Wednesday, 18 January 2017

The Missing Hours - Emma Kavanagh

A story  that is both enjoyable and enlightening.

It is a thriller like any other. But what makes it different from the rest is the way it sheds light on an industry that is not so well known.  The kidnap and ransom industry is a very secret and high profile, one full of risks and dangers. Kavanagh has weaved a tale based on it and what a compelling story it is!


DC Leah Mackay is investigating the case of a mother of two girls, who just vanished from the playground. She resurfaces hours later much to everyone but with no recollection of where she had been.

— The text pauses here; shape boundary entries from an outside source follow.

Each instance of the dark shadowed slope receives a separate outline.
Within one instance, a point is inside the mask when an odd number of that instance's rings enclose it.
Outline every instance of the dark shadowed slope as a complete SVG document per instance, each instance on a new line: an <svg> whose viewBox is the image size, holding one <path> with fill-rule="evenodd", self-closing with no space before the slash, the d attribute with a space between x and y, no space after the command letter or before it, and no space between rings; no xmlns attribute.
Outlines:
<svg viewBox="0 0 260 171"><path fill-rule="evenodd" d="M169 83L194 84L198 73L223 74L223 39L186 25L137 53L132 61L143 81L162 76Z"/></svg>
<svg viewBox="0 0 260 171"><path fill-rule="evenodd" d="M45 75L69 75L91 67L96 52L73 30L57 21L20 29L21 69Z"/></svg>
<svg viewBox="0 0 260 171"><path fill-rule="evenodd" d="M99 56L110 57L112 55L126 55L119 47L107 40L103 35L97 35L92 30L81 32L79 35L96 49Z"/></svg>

Her brother, DS Finn Hale is investigating a murder of a solicitor. As the brother sister duo get down to work, they cannot help thinking there is a connection between the two and get set to reveal some shocking secrets. 

What works:
  • The story is told through various perspectives. The detectives and the central characters take turns to tell their versions. It is a very fascinating yet complex device. I admit there were times when the police version of it got a bit confusing. However, the case histories were a great read. It got me hooked and it felt like I was learning about something new.
  • The characters are so strong. Ed and Serena Cole, Dominic, Seth and Beck are such significant personas. They have a distinct personalities shaped by their military backgrounds. 
  • A good deal of research has gone into it. As the author admits in the author's note, it was a tough call deciding on how to write about a high profile industry without divulging its dealings. The plot reflects the writer's ability to weave fact and fiction well. Wow!
  • Kavanagh's psychology background shows how she is concerned about the mindset of her characters by laying out pointers for the way they act. Leah can identify herself with Serena and Orla. This prompts her to act in a certain way, as Finn points out. These sublties add to the persona making them well rounded and strong.
  • Her work experience also reveals itself in the way she talks about the police force and the challenges they face. Her characters look humane yet committed to their work, adding strength to the narrative. 
What doesn't:
  • The story gets a bit confusing at the beginning as mentioned earlier. 

A great read, something very different to the other crime thrillers. The writer's style and content both put her in a different league. Highly recommended.